第11話「リリィちゃんのネックレス」
草原の探し物は、思ったより難航した。
「このあたりって言ってたんだけど……」
リリィちゃんは草の間をかき分けながら、眉をひそめて歩いている。私も一緒にしゃがんで地面を見渡すけれど、光るものは何も見つからない。
「どんなネックレスか覚えてる?」
「うん。
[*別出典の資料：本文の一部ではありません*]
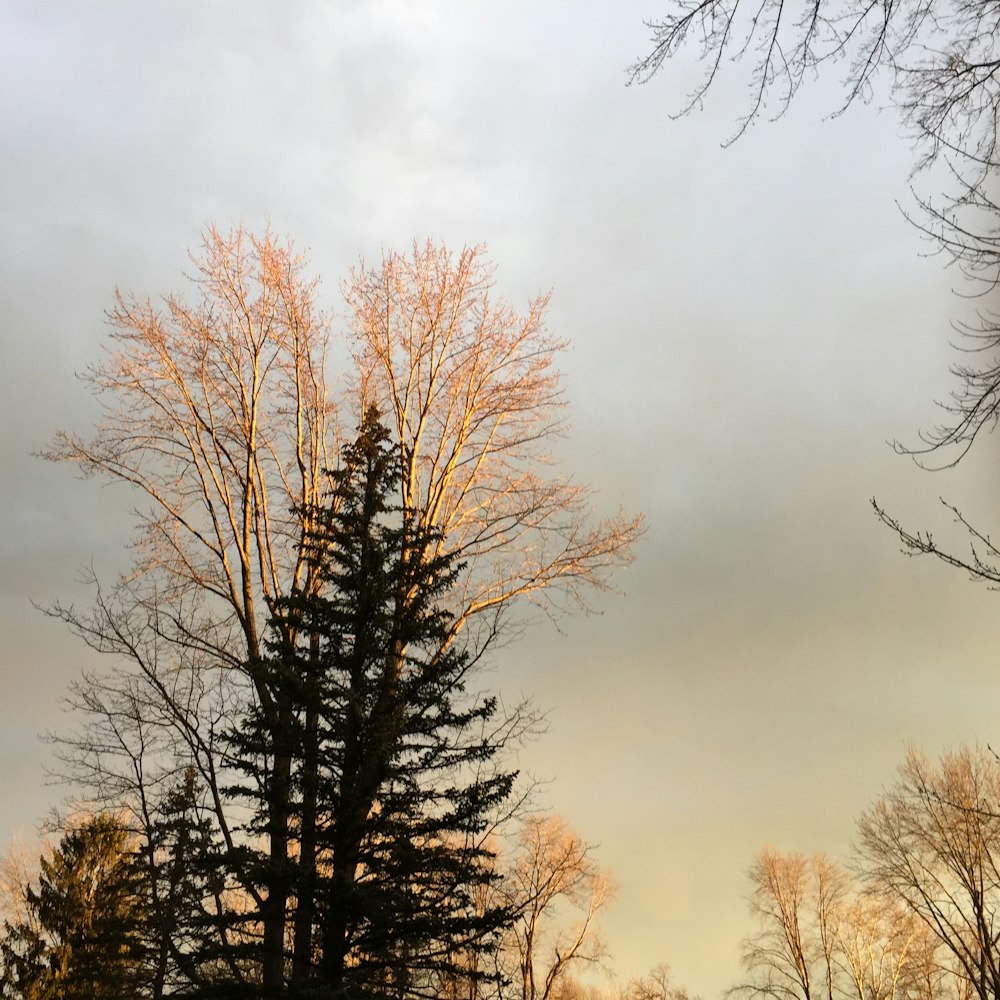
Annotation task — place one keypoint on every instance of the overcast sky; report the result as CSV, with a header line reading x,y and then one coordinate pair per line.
x,y
748,327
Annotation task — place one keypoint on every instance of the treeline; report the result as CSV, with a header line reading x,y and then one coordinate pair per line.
x,y
914,915
298,784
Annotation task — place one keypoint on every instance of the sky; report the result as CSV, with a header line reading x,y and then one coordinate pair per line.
x,y
749,327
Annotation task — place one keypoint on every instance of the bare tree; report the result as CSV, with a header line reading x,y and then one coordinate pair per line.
x,y
941,63
471,389
217,416
821,938
933,842
657,984
885,952
793,900
557,891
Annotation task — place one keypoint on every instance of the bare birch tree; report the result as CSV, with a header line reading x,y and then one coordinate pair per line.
x,y
472,391
216,415
557,892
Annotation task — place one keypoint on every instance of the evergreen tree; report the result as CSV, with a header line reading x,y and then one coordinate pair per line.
x,y
396,762
84,936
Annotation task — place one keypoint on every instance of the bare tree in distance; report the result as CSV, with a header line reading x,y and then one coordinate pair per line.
x,y
217,415
933,842
557,891
940,62
793,900
472,391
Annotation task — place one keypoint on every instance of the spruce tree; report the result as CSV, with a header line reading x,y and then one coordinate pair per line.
x,y
84,936
397,773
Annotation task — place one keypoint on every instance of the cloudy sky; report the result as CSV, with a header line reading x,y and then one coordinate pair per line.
x,y
748,327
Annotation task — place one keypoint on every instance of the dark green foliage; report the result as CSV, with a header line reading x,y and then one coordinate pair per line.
x,y
395,775
84,937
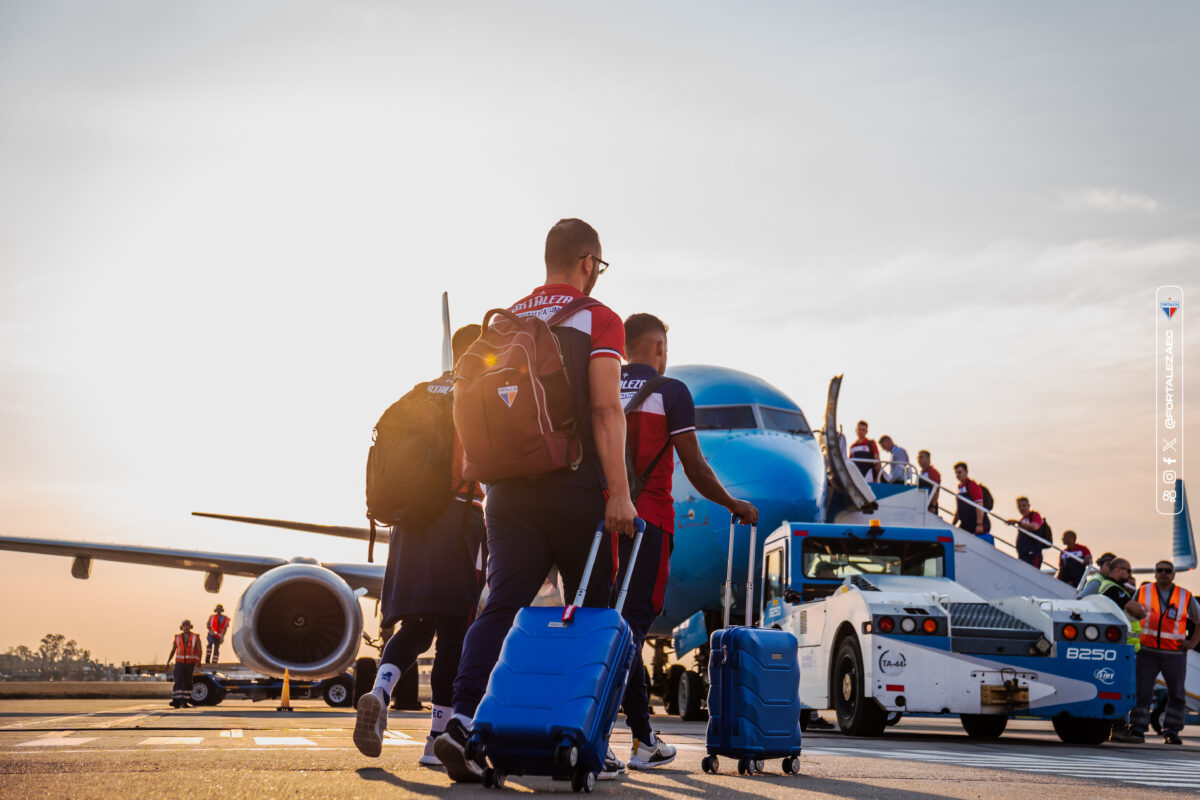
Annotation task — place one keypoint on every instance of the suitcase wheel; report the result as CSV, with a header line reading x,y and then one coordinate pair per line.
x,y
495,779
583,781
567,755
銀色の細いチェーンで……真ん中に小さな緑の石がついてるの」
「お母さんの大切なもの?」
「……お母さんのお母さんから、もらったんだって」
おばあちゃんから受け継いだものか。それは絶対に見つけてあげなくちゃ。
「絶対見つけよう!」
「……うん」
リリィちゃんの返事は小さかったけど、さっきよりも少しだけ表情が明るくなった気がした。
二人で草をかき分けること十数分。
「……あ」
リリィちゃんが足を止めた。
彼女の視線の先、根元に細い草が生い茂った岩のそばに、何かが光っている。
「見つけた……!!」
私が草をどかすと、銀色のチェーンと、小さな緑の石がついたネックレスが姿を現した。
「これだ……!!」
リリィちゃんが駆け寄って、ぎゅっとネックレスを握りしめた。
しばらく無言のまま、両手でそっと包んでいる。
「……良かった」
小さな声だったけど、その一言で十分だった。
「良かったね、リリィちゃん」
「……うん」
リリィちゃんはもう一度「うん」と繰り返して、それからちょっと照れたように笑った。
「ありがとう、お姉ちゃん」
「どういたしまして!」
「……名前、聞いてなかった」
「あ、そっか。私はサラ!よろしく」
「サラお姉ちゃん……変わってるけど、いい人だね」
「変わってるはよく言われる!」
二人でくすくす笑いながら、街へと戻る道を歩き始めた。
夕方になりかけた空は、オレンジと紫が混ざり合って、なんとも言えない綺麗な色をしていた。
(こういうの……テンプレよりずっと、好きかもしれない)
そんなことを思いながら、私はリリィちゃんの隣を歩いた。